Хотя мотив состязания в искусности встречается прежде всего в мифе, саге, легенде, фактор соперничества основательно сказался на действительном развитии техники и искусства. Наряду с мифическими состязаниями в искусстве вроде состязания Политехна и Аэдоны, имеют место исторические, как, например, состязание на Самосе между Паррасием и его соперником в том, кто лучше представит спор между Аяксом и Одиссеем, или состязание на Пифийских играх между Паненом и Тимаго- ром из Халкиды. Фидий, Поликлет и другие состязались в том, кто из них изваяет самую прекрасную статую амазонки. Есть даже эпиграфическое свидетельство, доказывающее историческую достоверность таких состязаний14*.

На пьедестале одной статуи Ники можно прочесть: «Это сделал Пайоний... который делал также акротерии15* для храма и удостоился за это награды»17.
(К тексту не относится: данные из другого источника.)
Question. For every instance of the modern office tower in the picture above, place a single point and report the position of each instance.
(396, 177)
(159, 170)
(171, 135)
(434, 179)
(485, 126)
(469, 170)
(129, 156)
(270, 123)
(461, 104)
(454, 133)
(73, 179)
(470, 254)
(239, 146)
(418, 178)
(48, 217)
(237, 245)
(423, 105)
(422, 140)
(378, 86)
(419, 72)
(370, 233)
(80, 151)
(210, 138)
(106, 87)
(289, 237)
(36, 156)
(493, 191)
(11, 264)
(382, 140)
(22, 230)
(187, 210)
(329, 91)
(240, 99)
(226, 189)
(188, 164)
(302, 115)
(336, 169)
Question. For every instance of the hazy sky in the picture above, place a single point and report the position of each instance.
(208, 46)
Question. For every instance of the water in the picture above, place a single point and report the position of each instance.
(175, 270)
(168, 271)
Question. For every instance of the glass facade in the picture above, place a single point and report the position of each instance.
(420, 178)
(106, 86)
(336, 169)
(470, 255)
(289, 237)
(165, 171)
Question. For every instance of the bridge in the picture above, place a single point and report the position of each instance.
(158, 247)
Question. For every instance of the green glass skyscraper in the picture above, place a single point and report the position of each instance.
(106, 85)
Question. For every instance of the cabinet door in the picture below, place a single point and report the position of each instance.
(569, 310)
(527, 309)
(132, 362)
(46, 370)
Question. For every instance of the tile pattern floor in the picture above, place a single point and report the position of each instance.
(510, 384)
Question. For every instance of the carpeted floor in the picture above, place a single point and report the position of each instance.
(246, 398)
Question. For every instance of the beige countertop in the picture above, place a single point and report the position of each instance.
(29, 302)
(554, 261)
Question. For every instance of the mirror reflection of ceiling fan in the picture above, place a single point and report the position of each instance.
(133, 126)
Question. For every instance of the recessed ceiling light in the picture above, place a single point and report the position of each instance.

То, чем являются экзамен и открытое обсуждение, в конечном счете проистекает из архаических форм испытания в находчивости и сноровке, своего рода кунштюка, в какой бы области это ни происходило. Жизнь средневековых ремесленников дает здесь столь же богатый материал, как и жизнь средневекового университета. При этом нет существенной разницы, выдается индивидуальное задание или награды добиваются многие. Суть ремесленной гильдии столь глубоко уходит своими корнями в сферу язычески-сакрального, что нет ничего удивительного, если там встречается агональный элемент самых разных оттенков. Мастерское изделие, которым подтверждалось притязание на вхождение в круг мастеров, получивших признание, пусть даже это и стало позднее неукоснительным правилом, укоренено в древнейших обычаях состязания. Как известно, происхождение гильдий не лежит или только отчасти лежит в плоскости экономики. Лишь с оживлением городов начиная с XII в. ремесленная или торговая гильдия выходит на первое место. Но и в таком виде она всё еще сохраняет в своих внешних формах: трапезах, пирушках и т. д. — многое из своих игровых черт. Лишь постепенно их оттесняют в сторону экономические интересы16*.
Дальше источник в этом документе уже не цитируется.